Started Jan. 1, the newly created money manager for ABB AG, the Swiss half of Swedish-Swiss engineering firm Asea Brown Boveri Ltd., already has garnered four mandates totaling 72 million Swiss francs ($47 million). Wins include a real estate brief from Shell's Swiss pension fund and a private equity mandate from the City of Zurich Pension Fund. Total assets, consisting largely of ABB pension assets, are 5.3 billion Swiss francs.
Every mandate the fund manager wins helps reduce the parent company's pension costs. Already, the manager has surpassed its goal of reducing administrative costs by 15% in its first three years of operation. Costs have shrunk by one-sixth, dropping to 3 million Swiss francs from 3.6 million Swiss francs.
The medium-term goal, Mr. Schenk said, is for the money management unit to become cost-free to the company. "The dream is a contribution-free pension fund," he said.
Currently, the company contributes about 130 million Swiss francs annually to the company's defined contribution retirement plans. (In Switzerland, even defined contribution plans are required to maintain reserves, making them closer to hybrid vehicles.)
Numerous U.S. pension funds have offered investment services to other institutional investors for some time, with varying degrees of success. AMR Corp., Owens-Illinois Inc.'s Harbor Funds and GE Investments have been among the most successful, while General Motors Investment Management Corp. is gearing up to offer investment services.
In Europe, pension funds moving into money management is a newer phenomenon, led by a few funds such as Philips' Electronics NV's "Schootse Poort" BV subsidiary.
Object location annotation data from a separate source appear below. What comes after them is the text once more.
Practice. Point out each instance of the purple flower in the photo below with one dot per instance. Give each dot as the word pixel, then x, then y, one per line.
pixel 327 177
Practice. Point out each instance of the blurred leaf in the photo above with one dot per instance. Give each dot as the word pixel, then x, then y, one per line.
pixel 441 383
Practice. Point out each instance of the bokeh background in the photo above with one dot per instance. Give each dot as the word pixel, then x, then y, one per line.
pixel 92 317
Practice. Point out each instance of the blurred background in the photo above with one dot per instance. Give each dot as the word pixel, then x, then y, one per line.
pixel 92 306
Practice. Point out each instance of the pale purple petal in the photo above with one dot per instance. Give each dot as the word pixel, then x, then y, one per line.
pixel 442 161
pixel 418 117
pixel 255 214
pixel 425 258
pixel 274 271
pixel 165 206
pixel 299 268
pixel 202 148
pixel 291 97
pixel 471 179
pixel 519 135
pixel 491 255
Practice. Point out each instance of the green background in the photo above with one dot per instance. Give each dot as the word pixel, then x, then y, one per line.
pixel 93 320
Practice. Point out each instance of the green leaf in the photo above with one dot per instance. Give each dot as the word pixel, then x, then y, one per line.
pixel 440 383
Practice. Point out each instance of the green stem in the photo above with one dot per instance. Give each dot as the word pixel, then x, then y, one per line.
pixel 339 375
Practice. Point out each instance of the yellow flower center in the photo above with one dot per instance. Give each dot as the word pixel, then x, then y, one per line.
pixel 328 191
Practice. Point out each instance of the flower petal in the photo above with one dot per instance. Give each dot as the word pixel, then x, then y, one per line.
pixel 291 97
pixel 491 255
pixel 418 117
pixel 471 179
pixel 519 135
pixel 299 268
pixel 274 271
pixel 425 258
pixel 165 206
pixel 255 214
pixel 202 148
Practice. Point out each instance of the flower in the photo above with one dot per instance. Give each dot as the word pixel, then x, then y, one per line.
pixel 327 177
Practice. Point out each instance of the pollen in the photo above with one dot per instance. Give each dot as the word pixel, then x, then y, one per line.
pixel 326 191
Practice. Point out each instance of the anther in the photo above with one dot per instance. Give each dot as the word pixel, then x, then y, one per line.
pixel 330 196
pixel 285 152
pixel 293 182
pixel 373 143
Long known as an innovator in Swiss pension circles, ABB was only the second Swiss fund to offer individual investment choice to senior managers in a defined contribution plan.
Now, ABB managers have packaged their money management and administrative services for other funds. Despite awards from major Swiss pension funds, the firm's target market is Swiss medium-sized companies, with 200-plus employees, who now have little choice in selecting managers.
"The point is," Mr. Schenk said, "what we see here is what you have seen in the U.S., the tendency to outsource certain tasks out of the company."
ABB offers a choice of 11 investment funds, each adhering to a different asset class. Nearly all of the funds are managed passively by external managers, so other pension funds are relying on ABB's knowledge and experience in selecting money managers.
"What we see is, it doesn't pay off to be an active manager. Even if you are able to establish an alpha, it goes away with transaction and other costs," said Daniel Dubach, ABB's chief investment officer.
For publicly traded securities, the only exceptions is for emerging-markets stocks run by J.P. Morgan Investment Management Inc., London, although even there ABB officials lean toward going to an indexed approach, he said.
Internally, ABB manages a mortgage program for plan participants, but that might die out over time, he said.
But the star of the program, Mr. Dubach said, has been the private equity program that is run by Frank Russell Co., Tacoma, Wash. ABB offers a North American private equity option; it added a global private equity fund in April 1998. ABB was Russell's first institutional fund-of-funds clients. Russell officials now are exploring options to expand the program to a broader client case, a Russell spokesman said.
The firm's asset mix now largely reflects ABB's own pension assets. Swiss bonds are the largest asset class, at 36.4% of assets, followed by Swiss real estate at 16.3%; global equities, 17.8%; Swiss equities, 15.4%; foreign bonds, 5.8%; emerging markets, 3%; private equity, 4%; and money market, 1.3%.
ABB officials also will work with outside experts to provide asset/ liability modeling for clients. And a full range of administrative and record-keeping services is available. Global custody is provided by Bank Julius Baer, Zurich.
ABB also is offering fees almost three times cheaper than those of its competitors, even though it charges both front-end and back-end loads. The difference is that ABB is not adding on hidden costs, such as trading and custody, but providing an all-inclusive fee. "Unbundling is key," Mr. Schenk said.
Fees are flat. For example, for a global equities portfolio, ABB charges an entry fee of 50 basis points and another 50 basis point exit fee, on top of a 20 basis point annual management fee. That compares favorably for medium-sized funds, although it would not be competitive for larger accounts.
ABB's unbundling of fees and transparency of costs also have made it tough for ABB to find distribution partners. The firm, however, has recently inked a deal with Neue Aargauer Bank, a unit of Credit Suisse AG, to market to smaller clients.